[My Lady Ludlow by Elizabeth Gaskell]@TWC D-Link bookMy Lady Ludlow CHAPTER XIV 1/44
CHAPTER XIV. Like many other things which have been declared to be impossible, this report of Captain James being attentive to Miss Brooke turned out to be very true. The mere idea of her agent being on the slightest possible terms of acquaintance with the Dissenter, the tradesman, the Birmingham democrat, who had come to settle in our good, orthodox, aristocratic, and agricultural Hanbury, made my lady very uneasy.
Miss Galindo's misdemeanour in having taken Miss Bessy to live with her, faded into a mistake, a mere error of judgment, in comparison with Captain James's intimacy at Yeast House, as the Brookes called their ugly square-built farm.
My lady talked herself quite into complacency with Miss Galindo, and even Miss Bessy was named by her, the first time I had ever been aware that my lady recognized her existence; but--I recollect it was a long rainy afternoon, and I sat with her ladyship, and we had time and opportunity for a long uninterrupted talk--whenever we had been silent for a little while she began again, with something like a wonder how it was that Captain James could ever have commenced an acquaintance with "that man Brooke." My lady recapitulated all the times she could remember, that anything had occurred, or been said by Captain James which she could now understand as throwing light upon the subject. "He said once that he was anxious to bring in the Norfolk system of cropping, and spoke a good deal about Mr.Coke of Holkham (who, by the way, was no more a Coke than I am--collateral in the female line--which counts for little or nothing among the great old commoners' families of pure blood), and his new ways of cultivation; of course new men bring in new ways, but it does not follow that either are better than the old ways.

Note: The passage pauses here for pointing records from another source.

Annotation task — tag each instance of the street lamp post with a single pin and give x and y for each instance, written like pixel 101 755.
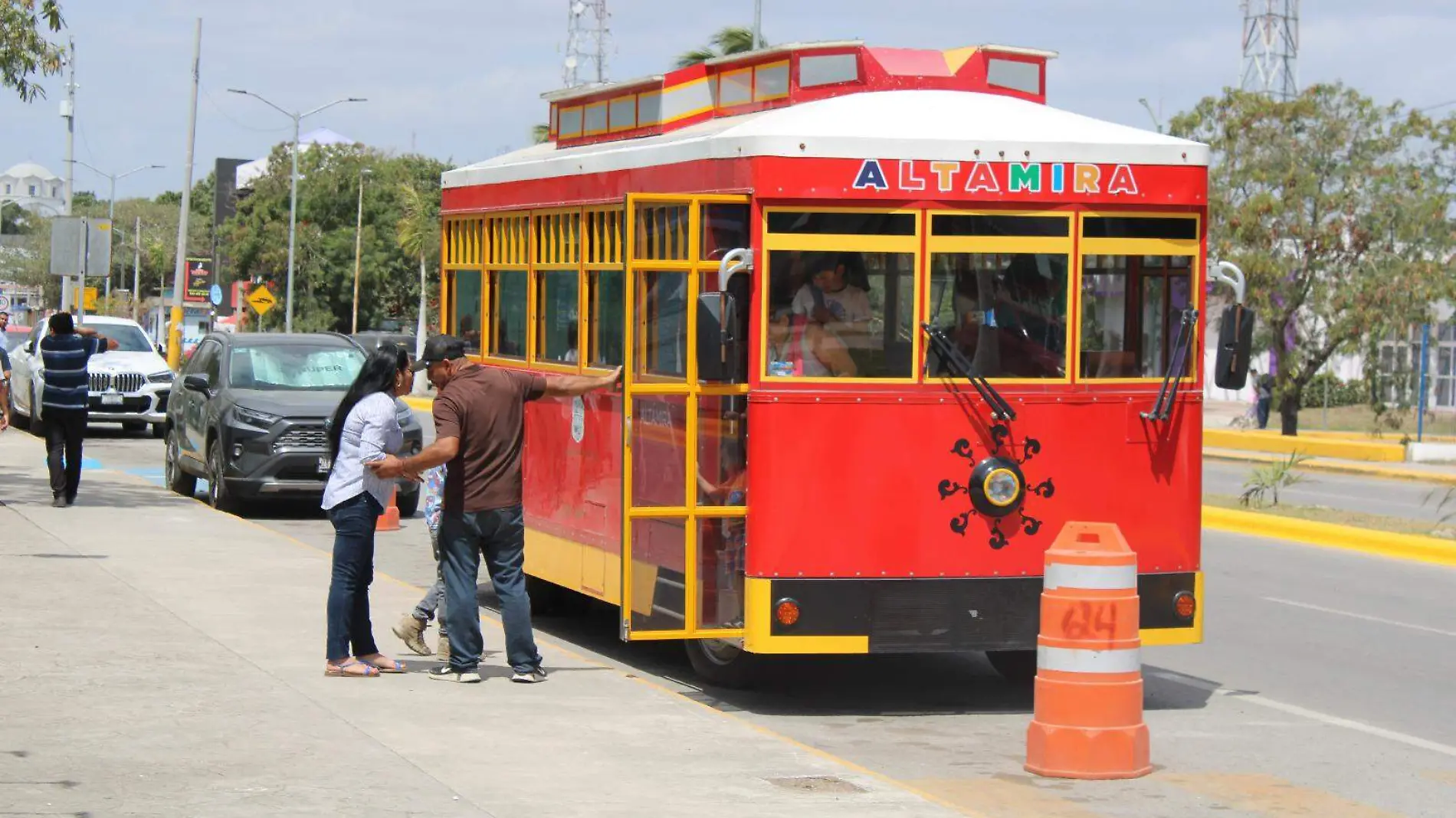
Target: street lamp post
pixel 293 182
pixel 111 203
pixel 359 234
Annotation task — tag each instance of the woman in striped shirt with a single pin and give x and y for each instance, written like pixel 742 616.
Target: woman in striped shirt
pixel 364 428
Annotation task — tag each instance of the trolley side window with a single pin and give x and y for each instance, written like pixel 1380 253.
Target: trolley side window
pixel 509 254
pixel 999 289
pixel 603 242
pixel 465 315
pixel 841 294
pixel 1133 302
pixel 556 249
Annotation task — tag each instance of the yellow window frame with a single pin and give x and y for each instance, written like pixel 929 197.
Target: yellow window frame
pixel 635 384
pixel 1192 248
pixel 846 242
pixel 1005 245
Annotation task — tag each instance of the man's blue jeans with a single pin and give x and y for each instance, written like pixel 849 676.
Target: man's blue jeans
pixel 354 523
pixel 500 535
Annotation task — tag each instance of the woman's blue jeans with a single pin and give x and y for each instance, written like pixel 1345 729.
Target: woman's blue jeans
pixel 354 523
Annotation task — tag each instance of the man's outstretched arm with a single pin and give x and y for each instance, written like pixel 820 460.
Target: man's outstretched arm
pixel 571 386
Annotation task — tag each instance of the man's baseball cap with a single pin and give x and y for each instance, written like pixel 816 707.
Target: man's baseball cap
pixel 440 348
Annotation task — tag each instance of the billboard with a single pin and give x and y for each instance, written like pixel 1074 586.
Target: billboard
pixel 198 280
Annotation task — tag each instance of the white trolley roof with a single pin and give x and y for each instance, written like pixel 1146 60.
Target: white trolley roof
pixel 951 126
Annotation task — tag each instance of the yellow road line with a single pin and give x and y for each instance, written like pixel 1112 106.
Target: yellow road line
pixel 1347 467
pixel 1328 535
pixel 1268 795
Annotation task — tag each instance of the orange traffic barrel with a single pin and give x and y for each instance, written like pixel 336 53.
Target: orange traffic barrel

However, Captain James has been very anxious to try turnips and bone manure, and he really is a man of such good sense and energy, and was so sorry last year about the failure, that I consented; and now I begin to see my error.
I have always heard that town bakers adulterate their flour with bone-dust; and, of course, Captain James would be aware of this, and go to Brooke to inquire where the article was to be purchased." My lady always ignored the fact which had sometimes, I suspect, been brought under her very eyes during her drives, that Mr.Brooke's few fields were in a state of far higher cultivation than her own; so she could not, of course, perceive that there was any wisdom to be gained from asking the advice of the tradesman turned farmer. But by-and-by this fact of her agent's intimacy with the person whom in the whole world she most disliked (with that sort of dislike in which a large amount of uncomfortableness is combined--the dislike which conscientious people sometimes feel to another without knowing why, and yet which they cannot indulge in with comfort to themselves without having a moral reason why), came before my lady in many shapes.